1.2.3.2 Les frontières de l’expertise du groupe

La définition et le contrôle du territoire du groupe sont étroitement liés à la défense de son expertise. Cette notion d’expertise est d’ailleurs au cœur des revendications et des actions des groupes professionnels puisque ce sont la conception et la pratique du métier qui fondent la forme identitaire professionnelle.

Ce concept d’expertise renvoie, en premier lieu, au savoir professionnel qu’un groupe se forge et détient :

« What is the nature of the expertise that professions monopolize? And what social consequences follow from what kind of knowledge and what modes of appropriation? The issue is not merely whether particular occupations hold particular kinds of knowledge, but whether their knowledge is the basis of their prestige and closed organizational structure » (Collins, 1990 : 18).
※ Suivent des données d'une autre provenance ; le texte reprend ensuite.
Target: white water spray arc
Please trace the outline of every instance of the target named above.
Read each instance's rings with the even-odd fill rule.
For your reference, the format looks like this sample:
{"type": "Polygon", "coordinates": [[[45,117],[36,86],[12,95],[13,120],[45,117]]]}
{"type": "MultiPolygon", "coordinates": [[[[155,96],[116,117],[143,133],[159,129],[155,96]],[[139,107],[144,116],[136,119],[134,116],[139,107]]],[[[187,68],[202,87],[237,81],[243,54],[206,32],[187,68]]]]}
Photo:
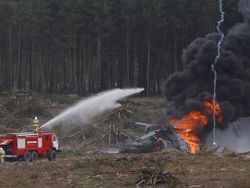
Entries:
{"type": "Polygon", "coordinates": [[[96,116],[120,107],[121,105],[117,103],[117,101],[130,95],[140,93],[143,90],[143,88],[113,89],[83,99],[42,125],[40,129],[49,129],[55,125],[86,125],[91,123],[96,116]]]}
{"type": "Polygon", "coordinates": [[[217,55],[215,57],[214,63],[211,65],[211,70],[214,74],[214,87],[213,87],[213,145],[216,145],[216,139],[215,139],[215,129],[216,129],[216,116],[215,116],[215,105],[216,105],[216,88],[217,88],[217,71],[215,69],[216,64],[218,63],[218,60],[220,59],[221,56],[221,48],[222,48],[222,43],[224,40],[224,33],[221,31],[221,24],[224,22],[224,11],[223,11],[223,0],[218,0],[219,4],[219,12],[220,12],[220,20],[217,22],[217,31],[220,35],[220,39],[217,43],[217,55]]]}

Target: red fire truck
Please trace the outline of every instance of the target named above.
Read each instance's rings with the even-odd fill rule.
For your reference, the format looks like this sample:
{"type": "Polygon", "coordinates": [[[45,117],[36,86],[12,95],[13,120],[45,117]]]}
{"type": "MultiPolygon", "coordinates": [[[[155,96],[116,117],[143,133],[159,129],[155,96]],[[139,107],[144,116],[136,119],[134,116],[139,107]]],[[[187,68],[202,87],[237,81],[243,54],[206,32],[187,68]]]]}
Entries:
{"type": "Polygon", "coordinates": [[[0,136],[0,146],[6,159],[35,161],[40,157],[56,158],[59,142],[56,134],[50,132],[10,133],[0,136]]]}

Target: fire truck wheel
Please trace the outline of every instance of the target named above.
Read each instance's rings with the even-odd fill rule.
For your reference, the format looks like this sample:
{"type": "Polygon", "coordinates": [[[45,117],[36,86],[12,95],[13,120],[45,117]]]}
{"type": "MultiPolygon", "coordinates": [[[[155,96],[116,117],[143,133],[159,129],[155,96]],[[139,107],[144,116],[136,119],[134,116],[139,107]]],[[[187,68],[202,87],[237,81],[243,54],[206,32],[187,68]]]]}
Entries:
{"type": "Polygon", "coordinates": [[[33,152],[31,153],[31,160],[32,160],[32,161],[36,161],[37,159],[38,159],[38,154],[37,154],[36,151],[33,151],[33,152]]]}
{"type": "Polygon", "coordinates": [[[53,161],[56,159],[56,151],[54,149],[52,149],[50,152],[49,152],[49,156],[48,156],[48,159],[50,161],[53,161]]]}
{"type": "Polygon", "coordinates": [[[31,162],[31,153],[30,151],[26,151],[23,156],[24,161],[31,162]]]}

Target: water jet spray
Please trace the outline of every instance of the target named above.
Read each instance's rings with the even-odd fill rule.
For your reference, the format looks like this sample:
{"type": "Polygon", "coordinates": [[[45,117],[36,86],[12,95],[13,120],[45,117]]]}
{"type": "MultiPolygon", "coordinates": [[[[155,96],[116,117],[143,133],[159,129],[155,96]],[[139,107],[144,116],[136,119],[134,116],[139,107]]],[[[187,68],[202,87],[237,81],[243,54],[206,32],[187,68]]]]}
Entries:
{"type": "Polygon", "coordinates": [[[113,89],[83,99],[40,127],[50,129],[55,125],[86,125],[102,113],[121,106],[117,101],[142,92],[143,88],[113,89]]]}

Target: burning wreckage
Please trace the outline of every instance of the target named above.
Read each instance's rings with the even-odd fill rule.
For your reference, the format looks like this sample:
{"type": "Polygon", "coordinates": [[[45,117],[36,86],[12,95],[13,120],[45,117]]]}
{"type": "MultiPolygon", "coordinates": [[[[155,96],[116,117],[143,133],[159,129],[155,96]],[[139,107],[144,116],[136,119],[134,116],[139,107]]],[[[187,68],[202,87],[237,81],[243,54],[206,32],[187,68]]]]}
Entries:
{"type": "MultiPolygon", "coordinates": [[[[138,125],[145,123],[136,122],[138,125]]],[[[176,148],[183,151],[190,151],[189,145],[175,132],[175,129],[166,126],[148,124],[146,130],[150,131],[144,136],[132,141],[126,140],[120,145],[120,153],[147,153],[161,151],[163,149],[176,148]]]]}
{"type": "Polygon", "coordinates": [[[145,127],[145,135],[132,141],[126,139],[120,144],[121,153],[141,153],[161,151],[163,149],[179,149],[197,153],[206,141],[206,133],[211,129],[213,112],[217,124],[222,126],[224,117],[218,102],[215,106],[208,93],[200,96],[200,104],[185,114],[160,118],[155,124],[135,122],[145,127]],[[214,109],[215,107],[215,109],[214,109]]]}

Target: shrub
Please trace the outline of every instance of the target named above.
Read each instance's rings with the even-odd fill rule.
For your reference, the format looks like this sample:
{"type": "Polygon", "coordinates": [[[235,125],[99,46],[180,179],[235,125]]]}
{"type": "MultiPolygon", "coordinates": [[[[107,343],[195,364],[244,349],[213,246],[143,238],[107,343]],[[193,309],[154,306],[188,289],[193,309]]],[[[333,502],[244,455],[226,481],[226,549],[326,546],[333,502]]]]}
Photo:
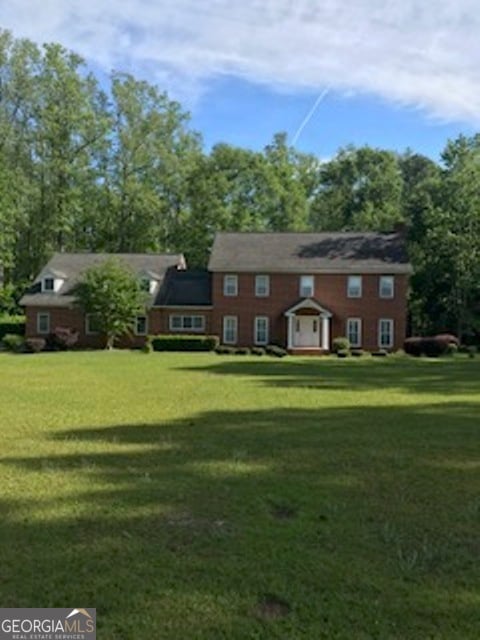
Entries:
{"type": "Polygon", "coordinates": [[[152,337],[154,351],[214,351],[218,347],[217,336],[160,335],[152,337]]]}
{"type": "Polygon", "coordinates": [[[352,349],[350,351],[350,354],[354,357],[354,358],[361,358],[362,356],[365,355],[365,351],[363,349],[352,349]]]}
{"type": "Polygon", "coordinates": [[[0,340],[6,335],[25,335],[24,316],[2,316],[0,320],[0,340]]]}
{"type": "Polygon", "coordinates": [[[7,335],[2,338],[2,344],[6,349],[8,349],[8,351],[20,353],[23,351],[25,339],[17,333],[7,333],[7,335]]]}
{"type": "Polygon", "coordinates": [[[221,344],[215,349],[215,353],[221,356],[232,356],[235,353],[235,347],[229,347],[226,344],[221,344]]]}
{"type": "Polygon", "coordinates": [[[384,358],[388,356],[388,351],[386,349],[378,349],[378,351],[372,351],[372,356],[376,358],[384,358]]]}
{"type": "Polygon", "coordinates": [[[153,353],[153,344],[151,336],[145,339],[145,342],[141,349],[142,353],[153,353]]]}
{"type": "Polygon", "coordinates": [[[477,347],[474,347],[474,346],[468,347],[467,353],[469,358],[475,358],[475,355],[477,353],[477,347]]]}
{"type": "Polygon", "coordinates": [[[269,344],[265,347],[265,352],[269,356],[275,356],[276,358],[284,358],[287,355],[286,350],[283,347],[278,347],[276,344],[269,344]]]}
{"type": "Polygon", "coordinates": [[[338,349],[337,358],[348,358],[350,351],[348,349],[338,349]]]}
{"type": "Polygon", "coordinates": [[[345,338],[344,336],[339,336],[338,338],[334,338],[332,340],[332,351],[334,353],[338,353],[339,351],[349,351],[350,350],[350,340],[345,338]]]}
{"type": "Polygon", "coordinates": [[[78,342],[78,331],[70,327],[55,327],[47,338],[47,347],[52,351],[67,351],[78,342]]]}
{"type": "Polygon", "coordinates": [[[252,347],[252,354],[254,356],[264,356],[266,351],[263,347],[252,347]]]}
{"type": "Polygon", "coordinates": [[[237,355],[237,356],[249,356],[250,355],[250,349],[248,347],[238,347],[238,349],[235,349],[235,355],[237,355]]]}
{"type": "Polygon", "coordinates": [[[27,338],[25,340],[25,351],[27,353],[40,353],[45,349],[47,341],[44,338],[27,338]]]}
{"type": "Polygon", "coordinates": [[[449,333],[442,333],[437,336],[407,338],[403,344],[405,353],[411,356],[425,355],[429,358],[437,358],[447,354],[453,348],[458,349],[458,338],[449,333]]]}

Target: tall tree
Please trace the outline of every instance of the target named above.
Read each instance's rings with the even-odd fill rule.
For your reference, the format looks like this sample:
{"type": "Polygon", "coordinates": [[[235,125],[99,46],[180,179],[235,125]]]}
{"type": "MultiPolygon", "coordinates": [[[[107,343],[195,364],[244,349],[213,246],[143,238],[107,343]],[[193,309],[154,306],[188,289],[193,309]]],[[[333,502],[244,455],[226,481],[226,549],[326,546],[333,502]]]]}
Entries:
{"type": "Polygon", "coordinates": [[[402,220],[402,176],[395,154],[341,149],[320,168],[312,224],[324,230],[389,231],[402,220]]]}

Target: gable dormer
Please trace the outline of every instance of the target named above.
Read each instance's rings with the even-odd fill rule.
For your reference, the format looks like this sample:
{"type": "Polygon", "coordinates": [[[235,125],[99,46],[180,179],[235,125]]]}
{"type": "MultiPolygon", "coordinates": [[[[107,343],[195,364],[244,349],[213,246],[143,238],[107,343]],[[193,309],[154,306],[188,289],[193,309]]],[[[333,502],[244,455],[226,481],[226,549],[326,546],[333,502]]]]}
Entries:
{"type": "Polygon", "coordinates": [[[41,279],[42,293],[58,293],[65,282],[66,276],[59,271],[47,271],[41,279]]]}
{"type": "Polygon", "coordinates": [[[153,295],[160,280],[161,277],[158,273],[153,273],[153,271],[142,271],[139,276],[140,289],[145,291],[145,293],[153,295]]]}

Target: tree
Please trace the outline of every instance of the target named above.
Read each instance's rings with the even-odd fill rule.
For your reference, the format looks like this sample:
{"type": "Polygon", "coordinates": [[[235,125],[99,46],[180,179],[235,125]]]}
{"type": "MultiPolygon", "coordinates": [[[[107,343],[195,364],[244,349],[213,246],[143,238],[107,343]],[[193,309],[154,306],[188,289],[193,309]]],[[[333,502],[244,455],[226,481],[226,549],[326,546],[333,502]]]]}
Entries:
{"type": "Polygon", "coordinates": [[[402,220],[402,175],[394,153],[340,149],[320,167],[311,221],[325,231],[391,231],[402,220]]]}
{"type": "Polygon", "coordinates": [[[95,317],[105,348],[129,333],[136,315],[145,311],[145,293],[130,269],[116,258],[90,267],[78,285],[77,303],[95,317]]]}

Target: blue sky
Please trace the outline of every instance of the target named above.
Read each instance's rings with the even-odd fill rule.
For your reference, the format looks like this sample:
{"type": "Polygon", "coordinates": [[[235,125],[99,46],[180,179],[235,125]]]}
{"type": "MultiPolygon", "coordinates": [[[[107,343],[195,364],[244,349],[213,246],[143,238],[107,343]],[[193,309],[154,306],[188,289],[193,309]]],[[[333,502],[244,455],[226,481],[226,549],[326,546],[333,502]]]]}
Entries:
{"type": "Polygon", "coordinates": [[[438,158],[480,122],[477,0],[15,0],[0,24],[60,42],[101,73],[125,70],[192,113],[206,147],[290,140],[438,158]]]}

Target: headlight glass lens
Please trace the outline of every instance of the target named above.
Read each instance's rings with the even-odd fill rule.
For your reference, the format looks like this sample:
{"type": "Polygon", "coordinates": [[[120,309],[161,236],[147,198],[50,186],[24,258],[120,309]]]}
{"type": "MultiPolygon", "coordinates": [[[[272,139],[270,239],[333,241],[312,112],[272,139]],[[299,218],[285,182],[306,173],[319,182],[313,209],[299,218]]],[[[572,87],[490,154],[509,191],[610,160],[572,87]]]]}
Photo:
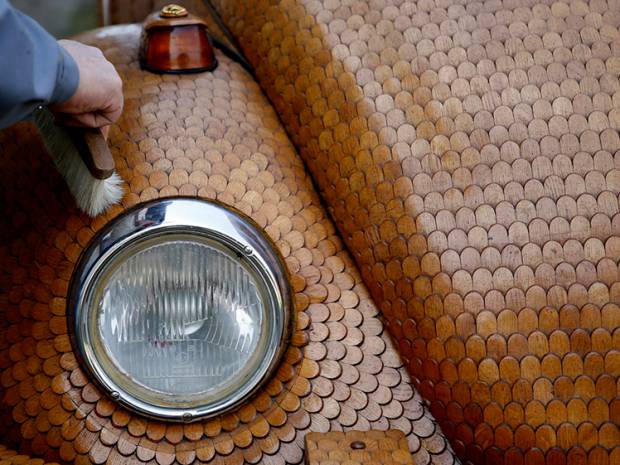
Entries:
{"type": "Polygon", "coordinates": [[[78,354],[113,398],[191,421],[238,405],[274,368],[290,294],[279,257],[245,218],[177,202],[131,212],[99,236],[79,266],[70,324],[78,354]],[[212,215],[168,224],[177,202],[212,215]]]}
{"type": "Polygon", "coordinates": [[[255,370],[261,292],[215,247],[178,238],[145,245],[100,286],[99,342],[141,395],[217,397],[255,370]]]}

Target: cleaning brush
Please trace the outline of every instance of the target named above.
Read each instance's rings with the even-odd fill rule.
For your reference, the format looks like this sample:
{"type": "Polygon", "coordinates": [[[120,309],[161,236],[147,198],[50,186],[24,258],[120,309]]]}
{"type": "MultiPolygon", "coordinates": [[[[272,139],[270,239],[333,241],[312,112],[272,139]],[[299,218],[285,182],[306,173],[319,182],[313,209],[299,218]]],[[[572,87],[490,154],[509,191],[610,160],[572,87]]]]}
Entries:
{"type": "Polygon", "coordinates": [[[57,125],[45,107],[33,113],[56,169],[84,213],[95,217],[123,197],[123,181],[99,129],[57,125]]]}

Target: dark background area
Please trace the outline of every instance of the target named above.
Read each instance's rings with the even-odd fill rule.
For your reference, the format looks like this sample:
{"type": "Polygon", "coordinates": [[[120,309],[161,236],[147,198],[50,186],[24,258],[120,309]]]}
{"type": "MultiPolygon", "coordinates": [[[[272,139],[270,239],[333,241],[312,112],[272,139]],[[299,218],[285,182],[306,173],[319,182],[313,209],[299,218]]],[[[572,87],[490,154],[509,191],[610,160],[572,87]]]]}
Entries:
{"type": "Polygon", "coordinates": [[[9,0],[61,39],[99,25],[97,0],[9,0]]]}

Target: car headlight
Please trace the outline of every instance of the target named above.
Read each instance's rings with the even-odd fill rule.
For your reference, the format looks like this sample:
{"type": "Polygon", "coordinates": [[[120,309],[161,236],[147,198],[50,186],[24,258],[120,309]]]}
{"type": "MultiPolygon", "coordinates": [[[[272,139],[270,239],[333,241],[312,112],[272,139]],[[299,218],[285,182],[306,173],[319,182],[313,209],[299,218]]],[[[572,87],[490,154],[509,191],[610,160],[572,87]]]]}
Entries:
{"type": "Polygon", "coordinates": [[[110,396],[193,421],[256,391],[286,345],[290,310],[283,262],[254,223],[178,198],[134,208],[95,237],[71,283],[69,326],[110,396]]]}

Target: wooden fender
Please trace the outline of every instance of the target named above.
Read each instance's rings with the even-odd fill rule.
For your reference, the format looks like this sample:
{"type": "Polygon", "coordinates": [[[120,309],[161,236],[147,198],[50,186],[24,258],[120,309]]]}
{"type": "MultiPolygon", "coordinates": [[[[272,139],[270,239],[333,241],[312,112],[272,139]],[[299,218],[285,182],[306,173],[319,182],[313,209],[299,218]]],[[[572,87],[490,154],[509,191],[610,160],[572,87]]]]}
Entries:
{"type": "Polygon", "coordinates": [[[75,464],[298,464],[308,431],[395,428],[418,465],[453,463],[256,83],[221,54],[213,73],[141,71],[139,33],[118,26],[80,37],[123,78],[125,110],[109,137],[126,181],[121,206],[93,220],[80,214],[34,128],[0,134],[2,442],[75,464]],[[176,195],[216,198],[263,227],[286,257],[298,312],[291,345],[259,394],[188,425],[148,421],[100,392],[76,362],[65,319],[69,279],[94,233],[141,201],[176,195]]]}

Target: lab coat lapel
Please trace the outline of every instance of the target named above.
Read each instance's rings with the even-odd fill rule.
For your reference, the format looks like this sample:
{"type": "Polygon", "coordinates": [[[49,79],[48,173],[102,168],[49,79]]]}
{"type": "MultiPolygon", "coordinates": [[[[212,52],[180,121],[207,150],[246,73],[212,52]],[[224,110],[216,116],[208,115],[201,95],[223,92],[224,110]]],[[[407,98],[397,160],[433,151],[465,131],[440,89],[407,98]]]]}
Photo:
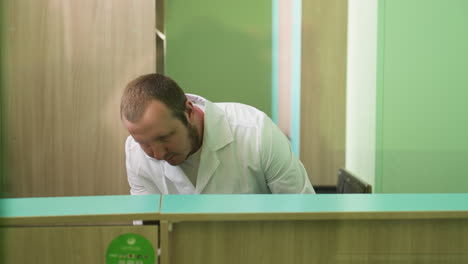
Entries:
{"type": "Polygon", "coordinates": [[[229,123],[221,108],[205,102],[205,126],[196,191],[202,193],[220,164],[218,151],[233,141],[229,123]]]}
{"type": "Polygon", "coordinates": [[[216,169],[219,166],[219,159],[216,151],[202,152],[200,157],[200,167],[198,169],[196,190],[202,193],[210,179],[213,177],[216,169]]]}

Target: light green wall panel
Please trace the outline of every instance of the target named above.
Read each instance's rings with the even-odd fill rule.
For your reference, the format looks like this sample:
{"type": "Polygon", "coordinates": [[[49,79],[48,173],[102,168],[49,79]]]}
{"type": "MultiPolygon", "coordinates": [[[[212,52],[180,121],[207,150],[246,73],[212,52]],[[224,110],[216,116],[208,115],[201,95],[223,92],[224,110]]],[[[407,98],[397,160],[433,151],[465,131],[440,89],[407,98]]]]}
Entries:
{"type": "Polygon", "coordinates": [[[468,1],[379,1],[377,192],[468,192],[468,1]]]}
{"type": "Polygon", "coordinates": [[[165,3],[166,74],[188,93],[271,116],[271,0],[165,3]]]}

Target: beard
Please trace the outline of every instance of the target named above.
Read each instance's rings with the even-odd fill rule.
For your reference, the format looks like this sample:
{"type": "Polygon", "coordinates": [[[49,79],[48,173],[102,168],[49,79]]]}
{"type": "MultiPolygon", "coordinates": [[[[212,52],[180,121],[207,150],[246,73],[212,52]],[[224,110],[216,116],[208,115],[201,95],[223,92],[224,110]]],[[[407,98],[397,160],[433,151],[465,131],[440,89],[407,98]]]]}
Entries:
{"type": "Polygon", "coordinates": [[[199,150],[202,145],[201,136],[200,134],[198,134],[198,131],[194,125],[188,123],[187,131],[192,150],[189,152],[189,154],[187,154],[187,157],[185,157],[185,159],[187,159],[193,153],[197,152],[197,150],[199,150]]]}

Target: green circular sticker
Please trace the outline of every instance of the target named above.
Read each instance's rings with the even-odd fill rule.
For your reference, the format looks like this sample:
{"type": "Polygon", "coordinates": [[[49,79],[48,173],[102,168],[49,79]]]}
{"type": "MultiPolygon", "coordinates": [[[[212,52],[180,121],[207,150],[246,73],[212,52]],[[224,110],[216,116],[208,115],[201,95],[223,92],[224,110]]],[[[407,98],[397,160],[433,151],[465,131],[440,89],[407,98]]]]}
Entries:
{"type": "Polygon", "coordinates": [[[112,240],[107,248],[107,264],[154,264],[151,242],[138,234],[123,234],[112,240]]]}

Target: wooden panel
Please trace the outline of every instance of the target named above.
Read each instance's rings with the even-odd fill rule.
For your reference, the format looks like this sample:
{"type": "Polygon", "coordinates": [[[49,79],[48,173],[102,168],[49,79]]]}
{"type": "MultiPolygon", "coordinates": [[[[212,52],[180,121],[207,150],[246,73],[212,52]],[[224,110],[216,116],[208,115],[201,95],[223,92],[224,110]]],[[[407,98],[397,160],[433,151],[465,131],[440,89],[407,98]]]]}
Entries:
{"type": "Polygon", "coordinates": [[[7,195],[127,194],[119,103],[155,71],[154,0],[3,6],[7,195]]]}
{"type": "Polygon", "coordinates": [[[126,233],[142,235],[155,251],[158,248],[157,226],[23,227],[0,232],[2,263],[105,263],[109,244],[126,233]]]}
{"type": "Polygon", "coordinates": [[[313,185],[345,162],[347,1],[303,0],[300,157],[313,185]]]}
{"type": "Polygon", "coordinates": [[[156,72],[164,74],[166,66],[166,26],[164,24],[164,1],[156,1],[156,72]]]}
{"type": "Polygon", "coordinates": [[[466,196],[166,195],[161,261],[465,263],[466,196]]]}
{"type": "Polygon", "coordinates": [[[466,219],[186,222],[168,234],[166,264],[468,261],[466,219]]]}

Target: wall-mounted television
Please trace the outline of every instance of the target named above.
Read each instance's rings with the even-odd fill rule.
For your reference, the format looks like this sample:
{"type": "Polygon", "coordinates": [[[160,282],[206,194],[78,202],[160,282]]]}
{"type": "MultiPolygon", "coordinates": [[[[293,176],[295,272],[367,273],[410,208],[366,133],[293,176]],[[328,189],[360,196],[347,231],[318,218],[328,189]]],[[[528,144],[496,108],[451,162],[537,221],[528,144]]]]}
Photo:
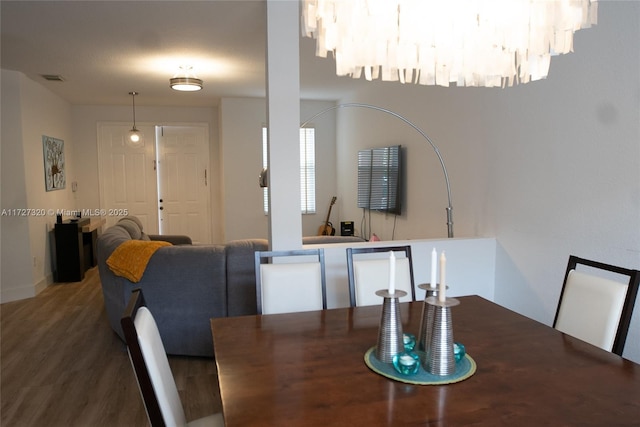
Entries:
{"type": "Polygon", "coordinates": [[[401,213],[402,150],[400,145],[358,151],[358,207],[401,213]]]}

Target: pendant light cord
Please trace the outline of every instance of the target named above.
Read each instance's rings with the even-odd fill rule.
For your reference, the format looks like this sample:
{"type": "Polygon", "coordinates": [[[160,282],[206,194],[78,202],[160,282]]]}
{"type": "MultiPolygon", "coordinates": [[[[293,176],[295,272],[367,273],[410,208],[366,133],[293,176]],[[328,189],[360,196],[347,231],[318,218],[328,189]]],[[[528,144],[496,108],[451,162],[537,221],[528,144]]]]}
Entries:
{"type": "Polygon", "coordinates": [[[136,95],[138,94],[138,92],[129,92],[129,95],[131,95],[132,98],[132,105],[133,105],[133,129],[136,129],[136,95]]]}

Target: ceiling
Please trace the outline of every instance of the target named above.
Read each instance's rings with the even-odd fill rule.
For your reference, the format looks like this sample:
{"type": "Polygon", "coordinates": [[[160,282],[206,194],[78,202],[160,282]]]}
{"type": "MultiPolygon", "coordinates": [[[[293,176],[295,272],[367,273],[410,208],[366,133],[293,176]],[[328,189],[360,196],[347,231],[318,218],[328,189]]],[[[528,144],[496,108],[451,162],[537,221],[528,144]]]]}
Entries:
{"type": "MultiPolygon", "coordinates": [[[[1,66],[74,105],[215,106],[221,97],[264,97],[266,0],[2,0],[1,66]],[[199,92],[169,79],[192,66],[199,92]],[[60,75],[47,81],[42,75],[60,75]]],[[[361,84],[335,76],[333,59],[300,39],[301,97],[335,100],[361,84]]]]}

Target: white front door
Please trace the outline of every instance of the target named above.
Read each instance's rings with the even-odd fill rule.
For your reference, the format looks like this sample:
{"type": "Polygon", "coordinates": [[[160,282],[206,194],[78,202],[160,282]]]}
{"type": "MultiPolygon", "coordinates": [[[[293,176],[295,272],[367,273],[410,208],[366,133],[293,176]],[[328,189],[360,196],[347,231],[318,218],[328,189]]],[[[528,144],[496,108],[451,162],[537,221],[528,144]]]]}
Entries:
{"type": "Polygon", "coordinates": [[[107,227],[122,216],[137,216],[148,234],[158,233],[153,126],[139,126],[140,141],[129,141],[131,126],[98,124],[100,206],[107,227]]]}
{"type": "Polygon", "coordinates": [[[211,243],[209,149],[205,126],[158,126],[160,234],[211,243]]]}
{"type": "MultiPolygon", "coordinates": [[[[148,234],[211,243],[207,126],[139,125],[138,144],[128,139],[130,127],[98,124],[103,211],[137,216],[148,234]]],[[[120,217],[107,214],[106,219],[110,226],[120,217]]]]}

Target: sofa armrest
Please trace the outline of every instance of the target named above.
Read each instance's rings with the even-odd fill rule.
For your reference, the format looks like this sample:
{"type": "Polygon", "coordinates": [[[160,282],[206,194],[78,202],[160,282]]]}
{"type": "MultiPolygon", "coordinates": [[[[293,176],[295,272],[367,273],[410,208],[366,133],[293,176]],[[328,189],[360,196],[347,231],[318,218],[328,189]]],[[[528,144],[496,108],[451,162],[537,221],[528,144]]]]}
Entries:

La sociologie anglo-saxonne des professions a d’ailleurs placé ce savoir comme un indicateur fondamental de la profession :

« knowledge-based occupations and therefore the nature of their knowledge, the socio-cultural evaluation of their knowledge and the occupation’s strategies in handling their knowledge base are of central importance » (Macdonald, 1995 : 160).

L’expertise du groupe peut donc être conçue en terme de savoir professionnel. Or, un savoir se construit et doit se pérenniser au travers des générations. Cette expertise implique donc a priori la formation des membres du groupe, leur socialisation, la constitution de guides de déontologie, la référence à une certaine éthique et enfin la défense et la revendication de droits et devoirs spécifiques aux membres du groupe.

Ce savoir professionnel réfère à la constitution par le groupe d’un ensemble de connaissances (de techniques et de pratiques professionnelles), connu et appliqué par les membres (Larson, 1977 : 41). Évidemment, il pose aussi la question de l’exclusivité de ce savoir professionnel. Nous verrons à l’analyse de la réalité contemporaine du groupe des journalistes que ce savoir n’est pas et n’a jamais été l’apanage exclusif du groupe. Il est cependant ce par quoi le groupe tend à se réunir et à se distinguer et simultanément ce à quoi les acteurs ‘extérieurs’ au groupe se réfèrent, ce par rapport à quoi ils se positionnent.